Exposure due to residual radiation
 In August, when our family was staying at my aunt's house in Yano, my mother once went to our family air-raid shelter at our home in Teppo-cho and brought back a can of milk she had stored inside. The can that had been exposed to the bomb was deformed, and when opened, the powdered milk had hardened like candy. We hit it with a hammer, broke it into pieces, and ate them saying, "Delicious, delicious."
 Later, when I was living in Kochi Village, I was in the second grade and my face and hands and feet were covered with boils. I remember my mother giving me a herbal infusion to drink. She did all kinds of things to help me. In addition, my gums began to bleed, but I could not tell my mother about it as I did not want to worry her any more than I already was. Now that I think about it, I believe that I became ill because of radioactive contamination, as I walked around Hiroshima City immediately after the bombing looking for my father and eat powdered milk that had been exposed to radiation.
 My family was taken care of by my mother's family for the next ten years, and thanks to them, we did not have to worry about having enough to eat. When I was in my first year of commercial studies at Miyoshi High School, my mother found a job in Hiroshima, so I transferred to Hiroshima Prefectural Commercial High School in my second year.
 When I graduated from high school, I was worried because I had heard a rumor that it was difficult for children from single-parent families to find jobs, but thankfully I was able to find a job and worked there for six years. During a job interview, at the end of the interview, the interviewer asked me, "By the way, do you remember your father who passed away?" When I answered, "Yes, I only remember a little bit, but..." tears started to stream down my face. I think, in the back of my mind, I always missed my father. I unexpectedly burst into tears and went home sobbing. I felt so much loneliness without my father, and I was so sad.
Grateful for peace
 I have been anemic and had low blood pressure since I was young. At age 65 I had surgery for breast cancer. I also receive regular medical treatment for a thyroid condition.

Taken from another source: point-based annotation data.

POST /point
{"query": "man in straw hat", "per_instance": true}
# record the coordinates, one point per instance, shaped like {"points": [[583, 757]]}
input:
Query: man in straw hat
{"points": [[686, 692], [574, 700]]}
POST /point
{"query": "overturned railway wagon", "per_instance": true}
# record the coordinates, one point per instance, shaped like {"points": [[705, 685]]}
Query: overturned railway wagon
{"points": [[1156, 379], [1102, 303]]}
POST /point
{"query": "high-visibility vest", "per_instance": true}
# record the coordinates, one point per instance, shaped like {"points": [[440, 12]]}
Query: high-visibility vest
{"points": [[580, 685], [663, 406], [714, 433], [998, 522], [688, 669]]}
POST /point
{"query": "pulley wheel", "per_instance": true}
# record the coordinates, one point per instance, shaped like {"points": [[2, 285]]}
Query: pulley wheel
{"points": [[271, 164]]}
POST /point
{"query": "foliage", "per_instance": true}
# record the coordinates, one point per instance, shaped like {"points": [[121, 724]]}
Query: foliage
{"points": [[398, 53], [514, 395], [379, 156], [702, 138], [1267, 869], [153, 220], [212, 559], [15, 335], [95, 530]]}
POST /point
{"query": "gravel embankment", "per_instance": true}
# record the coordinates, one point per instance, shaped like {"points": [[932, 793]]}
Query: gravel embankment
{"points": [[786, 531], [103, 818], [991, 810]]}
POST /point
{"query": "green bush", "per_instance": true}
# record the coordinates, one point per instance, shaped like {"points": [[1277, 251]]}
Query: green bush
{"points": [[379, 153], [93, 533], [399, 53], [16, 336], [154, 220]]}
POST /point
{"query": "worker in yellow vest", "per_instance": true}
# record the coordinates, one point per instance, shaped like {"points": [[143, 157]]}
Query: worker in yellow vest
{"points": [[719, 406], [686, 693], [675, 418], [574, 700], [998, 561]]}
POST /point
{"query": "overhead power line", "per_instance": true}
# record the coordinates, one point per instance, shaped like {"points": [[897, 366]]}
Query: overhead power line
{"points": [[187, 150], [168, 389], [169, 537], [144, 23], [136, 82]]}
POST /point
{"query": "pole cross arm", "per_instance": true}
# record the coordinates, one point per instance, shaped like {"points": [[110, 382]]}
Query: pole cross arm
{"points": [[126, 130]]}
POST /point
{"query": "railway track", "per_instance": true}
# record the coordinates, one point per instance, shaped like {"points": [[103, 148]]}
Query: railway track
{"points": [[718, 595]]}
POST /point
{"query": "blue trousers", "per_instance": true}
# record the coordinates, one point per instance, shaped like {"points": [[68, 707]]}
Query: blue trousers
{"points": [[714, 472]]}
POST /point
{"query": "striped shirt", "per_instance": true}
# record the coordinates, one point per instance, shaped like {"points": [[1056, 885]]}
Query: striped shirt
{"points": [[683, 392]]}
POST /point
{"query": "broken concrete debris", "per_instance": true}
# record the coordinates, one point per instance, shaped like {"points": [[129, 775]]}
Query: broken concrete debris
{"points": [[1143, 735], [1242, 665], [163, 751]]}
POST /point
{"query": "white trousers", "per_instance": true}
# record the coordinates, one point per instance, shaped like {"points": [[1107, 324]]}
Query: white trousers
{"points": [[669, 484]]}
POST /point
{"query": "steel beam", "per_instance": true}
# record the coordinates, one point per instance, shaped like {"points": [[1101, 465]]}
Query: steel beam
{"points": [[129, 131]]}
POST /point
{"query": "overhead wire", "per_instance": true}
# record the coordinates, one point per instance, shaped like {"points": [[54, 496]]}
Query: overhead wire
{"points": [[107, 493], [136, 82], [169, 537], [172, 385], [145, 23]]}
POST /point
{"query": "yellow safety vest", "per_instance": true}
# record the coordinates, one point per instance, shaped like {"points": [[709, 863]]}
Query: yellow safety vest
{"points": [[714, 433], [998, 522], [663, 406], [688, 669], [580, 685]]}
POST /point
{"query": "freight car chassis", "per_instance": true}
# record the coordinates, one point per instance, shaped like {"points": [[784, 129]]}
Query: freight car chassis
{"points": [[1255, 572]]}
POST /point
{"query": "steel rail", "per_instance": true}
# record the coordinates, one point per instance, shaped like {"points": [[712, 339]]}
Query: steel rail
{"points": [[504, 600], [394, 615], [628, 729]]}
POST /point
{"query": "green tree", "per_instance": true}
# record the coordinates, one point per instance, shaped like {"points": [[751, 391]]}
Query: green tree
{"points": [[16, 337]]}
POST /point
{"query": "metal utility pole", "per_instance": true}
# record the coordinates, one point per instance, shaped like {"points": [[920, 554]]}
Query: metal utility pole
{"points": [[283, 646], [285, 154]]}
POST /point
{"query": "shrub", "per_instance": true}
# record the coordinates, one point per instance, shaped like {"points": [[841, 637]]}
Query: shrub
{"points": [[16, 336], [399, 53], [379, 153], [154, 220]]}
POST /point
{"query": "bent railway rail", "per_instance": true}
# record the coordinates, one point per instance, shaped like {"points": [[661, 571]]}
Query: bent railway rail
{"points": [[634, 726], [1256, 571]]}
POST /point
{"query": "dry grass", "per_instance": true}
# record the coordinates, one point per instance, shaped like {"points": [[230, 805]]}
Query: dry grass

 My sister had surgery for colon cancer and uterine fibroids.
 My mother continued to work despite her anemia and low blood pressure, and she raised us sisters. She never said this to me directly, but I heard that to others she said "I didn't have time to cry. I was so busy trying to feed my two children that I didn't have time to cry."
 I never want people today to go through the hard, sad experience that we did. What I would like to share with you is how important peace is in life. And that having parents, brothers and sisters, grandparents, and friends is a blessing. It is not a "natural" thing that we can take for granted.
 Please, everyone, value your own life. Please value the lives of your friends as much as you value your own. Let's get along with each other. Let us talk and understand each other. I believe this is the starting point for world peace.
 
Tomiko WAKAYAMA
At the age of six, in the first grade of elementary school, three days after the atomic bombing, Tomiko Wakayama went with her family into Hiroshima City to look for her father.
She has been giving A-bomb experience lectures at the Hiroshima Peace Culture Foundation since 2016, after first sharing her own experience in 2014.